Descriptive Analysis uses highly trained panelists to objectively assess product characteristics. They do not provide liking or acceptance responses and are usually treated as an instrumental measure. When testing with consumers, they are most frequently asked to rate specific attributes according to their liking or intensity (among other tests, but this article focuses on these two methods). These pre-determined attributes may not be important or detectable to the consumer and may not provide the necessary data1.

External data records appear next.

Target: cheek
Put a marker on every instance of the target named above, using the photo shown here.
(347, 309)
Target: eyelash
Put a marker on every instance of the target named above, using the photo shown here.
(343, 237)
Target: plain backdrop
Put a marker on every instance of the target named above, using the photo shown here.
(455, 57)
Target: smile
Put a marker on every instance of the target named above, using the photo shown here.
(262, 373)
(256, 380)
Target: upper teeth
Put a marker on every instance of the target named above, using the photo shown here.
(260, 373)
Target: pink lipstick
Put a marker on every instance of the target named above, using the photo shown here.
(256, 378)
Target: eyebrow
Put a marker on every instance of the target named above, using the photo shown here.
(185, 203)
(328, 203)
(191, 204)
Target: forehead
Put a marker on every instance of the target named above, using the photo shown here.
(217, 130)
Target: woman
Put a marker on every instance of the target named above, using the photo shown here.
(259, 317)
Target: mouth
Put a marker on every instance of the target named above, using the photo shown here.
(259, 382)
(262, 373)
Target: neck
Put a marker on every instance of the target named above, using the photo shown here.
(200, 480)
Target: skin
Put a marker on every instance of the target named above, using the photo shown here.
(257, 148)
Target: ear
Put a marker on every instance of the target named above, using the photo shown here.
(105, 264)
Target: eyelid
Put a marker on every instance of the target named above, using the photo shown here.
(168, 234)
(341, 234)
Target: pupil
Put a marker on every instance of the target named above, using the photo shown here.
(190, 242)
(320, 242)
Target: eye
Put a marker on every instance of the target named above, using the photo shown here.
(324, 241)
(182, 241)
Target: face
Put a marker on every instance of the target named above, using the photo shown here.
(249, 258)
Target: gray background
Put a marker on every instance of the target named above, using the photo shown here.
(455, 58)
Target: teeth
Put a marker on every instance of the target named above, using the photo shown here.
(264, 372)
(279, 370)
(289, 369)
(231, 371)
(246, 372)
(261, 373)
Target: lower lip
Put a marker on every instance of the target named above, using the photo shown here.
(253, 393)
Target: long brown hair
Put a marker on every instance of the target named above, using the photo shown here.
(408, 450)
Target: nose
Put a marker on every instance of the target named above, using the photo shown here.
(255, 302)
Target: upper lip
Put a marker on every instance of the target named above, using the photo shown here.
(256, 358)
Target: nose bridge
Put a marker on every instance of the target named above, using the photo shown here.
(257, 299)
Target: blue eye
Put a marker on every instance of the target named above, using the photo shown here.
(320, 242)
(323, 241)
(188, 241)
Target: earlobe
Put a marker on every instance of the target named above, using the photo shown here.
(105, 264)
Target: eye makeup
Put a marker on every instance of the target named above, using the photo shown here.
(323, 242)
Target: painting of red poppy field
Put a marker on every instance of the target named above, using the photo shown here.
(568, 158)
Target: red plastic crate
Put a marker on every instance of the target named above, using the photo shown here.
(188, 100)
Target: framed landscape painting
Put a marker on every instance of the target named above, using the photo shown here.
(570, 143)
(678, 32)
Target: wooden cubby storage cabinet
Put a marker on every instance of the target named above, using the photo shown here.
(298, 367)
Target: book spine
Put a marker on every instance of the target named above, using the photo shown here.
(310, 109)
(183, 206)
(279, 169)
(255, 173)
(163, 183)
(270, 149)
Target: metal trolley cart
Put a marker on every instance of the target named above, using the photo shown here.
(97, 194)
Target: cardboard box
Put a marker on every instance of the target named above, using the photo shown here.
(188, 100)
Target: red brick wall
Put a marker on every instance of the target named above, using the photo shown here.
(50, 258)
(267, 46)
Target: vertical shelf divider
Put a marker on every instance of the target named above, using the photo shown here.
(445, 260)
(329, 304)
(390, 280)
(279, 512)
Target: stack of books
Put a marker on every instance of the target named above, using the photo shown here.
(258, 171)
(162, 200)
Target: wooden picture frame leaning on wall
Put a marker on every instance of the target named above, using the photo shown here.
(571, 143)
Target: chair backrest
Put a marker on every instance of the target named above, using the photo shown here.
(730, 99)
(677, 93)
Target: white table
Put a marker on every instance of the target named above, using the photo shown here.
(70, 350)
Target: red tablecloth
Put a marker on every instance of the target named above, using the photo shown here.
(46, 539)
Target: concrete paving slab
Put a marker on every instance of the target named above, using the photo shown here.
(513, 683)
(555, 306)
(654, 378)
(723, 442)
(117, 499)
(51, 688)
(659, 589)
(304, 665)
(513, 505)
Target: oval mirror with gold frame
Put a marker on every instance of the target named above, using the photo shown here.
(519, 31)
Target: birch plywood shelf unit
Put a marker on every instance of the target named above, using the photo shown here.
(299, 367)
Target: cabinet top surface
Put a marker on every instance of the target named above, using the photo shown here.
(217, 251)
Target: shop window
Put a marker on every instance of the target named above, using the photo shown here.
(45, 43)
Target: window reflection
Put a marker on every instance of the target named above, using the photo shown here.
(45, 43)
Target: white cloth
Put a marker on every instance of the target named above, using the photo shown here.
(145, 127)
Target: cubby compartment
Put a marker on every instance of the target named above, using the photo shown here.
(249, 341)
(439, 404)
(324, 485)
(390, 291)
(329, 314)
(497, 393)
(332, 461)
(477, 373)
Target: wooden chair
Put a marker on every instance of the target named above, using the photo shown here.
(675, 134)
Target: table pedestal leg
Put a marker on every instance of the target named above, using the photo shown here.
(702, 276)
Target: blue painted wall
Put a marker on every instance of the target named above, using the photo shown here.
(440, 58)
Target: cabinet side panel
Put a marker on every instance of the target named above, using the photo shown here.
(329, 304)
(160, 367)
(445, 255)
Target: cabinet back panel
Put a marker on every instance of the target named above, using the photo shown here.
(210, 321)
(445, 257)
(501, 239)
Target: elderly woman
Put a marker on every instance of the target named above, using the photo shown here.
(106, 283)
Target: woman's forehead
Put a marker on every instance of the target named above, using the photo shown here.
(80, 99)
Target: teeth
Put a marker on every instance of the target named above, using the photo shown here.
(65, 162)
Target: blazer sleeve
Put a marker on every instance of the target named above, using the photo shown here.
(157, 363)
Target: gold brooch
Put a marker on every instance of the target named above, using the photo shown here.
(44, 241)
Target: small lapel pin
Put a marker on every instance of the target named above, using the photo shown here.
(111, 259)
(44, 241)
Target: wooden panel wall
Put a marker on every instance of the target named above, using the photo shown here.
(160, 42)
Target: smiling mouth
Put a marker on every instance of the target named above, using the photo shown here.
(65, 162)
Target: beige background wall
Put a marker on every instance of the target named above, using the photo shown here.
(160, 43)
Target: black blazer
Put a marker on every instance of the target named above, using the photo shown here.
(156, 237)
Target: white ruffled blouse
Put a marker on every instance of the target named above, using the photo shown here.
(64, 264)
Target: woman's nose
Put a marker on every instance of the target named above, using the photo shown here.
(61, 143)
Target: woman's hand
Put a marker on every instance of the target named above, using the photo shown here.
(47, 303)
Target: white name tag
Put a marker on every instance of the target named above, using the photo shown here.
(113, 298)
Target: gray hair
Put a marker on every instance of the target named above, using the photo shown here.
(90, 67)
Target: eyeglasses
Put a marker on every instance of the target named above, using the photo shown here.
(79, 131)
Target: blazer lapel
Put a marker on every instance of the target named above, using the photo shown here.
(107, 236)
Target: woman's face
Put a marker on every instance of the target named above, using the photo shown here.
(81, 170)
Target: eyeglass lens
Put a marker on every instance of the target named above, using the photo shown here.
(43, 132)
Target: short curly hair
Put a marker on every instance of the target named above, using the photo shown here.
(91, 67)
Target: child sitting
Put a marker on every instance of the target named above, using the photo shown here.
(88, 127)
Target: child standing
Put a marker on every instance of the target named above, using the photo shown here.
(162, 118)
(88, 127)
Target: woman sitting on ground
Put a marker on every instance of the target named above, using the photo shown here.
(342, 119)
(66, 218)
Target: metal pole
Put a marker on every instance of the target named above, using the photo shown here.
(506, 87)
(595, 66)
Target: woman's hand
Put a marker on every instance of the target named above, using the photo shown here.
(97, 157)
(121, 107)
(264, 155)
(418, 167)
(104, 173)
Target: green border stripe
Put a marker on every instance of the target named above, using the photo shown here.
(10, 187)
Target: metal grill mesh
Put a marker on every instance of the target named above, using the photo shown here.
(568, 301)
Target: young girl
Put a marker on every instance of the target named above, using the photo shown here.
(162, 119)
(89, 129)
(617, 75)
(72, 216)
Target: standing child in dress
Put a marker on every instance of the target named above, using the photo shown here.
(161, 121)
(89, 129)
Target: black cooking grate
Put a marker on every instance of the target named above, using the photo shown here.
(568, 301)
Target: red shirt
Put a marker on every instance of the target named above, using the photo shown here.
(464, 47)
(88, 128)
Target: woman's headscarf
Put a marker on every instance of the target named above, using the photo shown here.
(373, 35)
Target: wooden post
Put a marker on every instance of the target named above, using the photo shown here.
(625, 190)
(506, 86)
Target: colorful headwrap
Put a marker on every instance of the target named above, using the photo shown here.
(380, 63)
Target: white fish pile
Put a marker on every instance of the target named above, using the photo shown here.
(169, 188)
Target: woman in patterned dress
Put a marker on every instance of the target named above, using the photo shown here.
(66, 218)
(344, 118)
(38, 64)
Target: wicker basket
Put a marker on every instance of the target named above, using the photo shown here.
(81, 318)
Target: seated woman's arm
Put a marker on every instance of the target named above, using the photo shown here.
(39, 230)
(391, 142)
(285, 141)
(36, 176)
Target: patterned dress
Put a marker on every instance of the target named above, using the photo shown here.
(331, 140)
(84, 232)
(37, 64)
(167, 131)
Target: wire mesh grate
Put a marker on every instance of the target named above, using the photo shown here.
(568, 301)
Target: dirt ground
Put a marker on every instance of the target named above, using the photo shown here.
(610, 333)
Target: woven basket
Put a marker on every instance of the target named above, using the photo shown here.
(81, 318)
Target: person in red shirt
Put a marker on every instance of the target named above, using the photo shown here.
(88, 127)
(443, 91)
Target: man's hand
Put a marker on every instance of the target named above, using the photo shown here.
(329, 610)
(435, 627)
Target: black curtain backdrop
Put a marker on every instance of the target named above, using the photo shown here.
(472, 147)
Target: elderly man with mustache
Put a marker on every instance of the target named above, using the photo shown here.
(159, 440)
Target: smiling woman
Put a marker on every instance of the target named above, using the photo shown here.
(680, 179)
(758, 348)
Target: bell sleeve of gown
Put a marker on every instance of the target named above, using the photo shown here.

Free-choice profiling (FCP) is a quick and inexpensive method in which consumers are asked to both identify attributes in the sample and rate the liking and/or intensity of those attributes2. They should be provided with adequate instruction on how to perform this test and possibly given product categories to consider (aroma, appearance, flavor, texture, etc.). Each consumer will have different attributes, indicating which are most important. Though consumers should be recruited as normal (product usage, age/gender specifications), researchers may be able to separate consumers into groups, better identifying which characteristics are most important in that segment.
Since consumers will have developed different lexicons/vocabularies, similar terms may be grouped at the researcher’s discretion: first by category, then by term. It is important to note that consumers may use terms in different ways.
Generalized Procrustes Analysis (GPA) is a common statistical tool to analyze FCP data. GPA can compare FCP results across all terms. Values remain as individual data, not mean values. Results will indicate significant attributes, product discrimination and panelist performance3. Principal Component Analysis (PCA) on product attributes may also be used to graphically represent product and panelist scores, though not as clearly as GPA.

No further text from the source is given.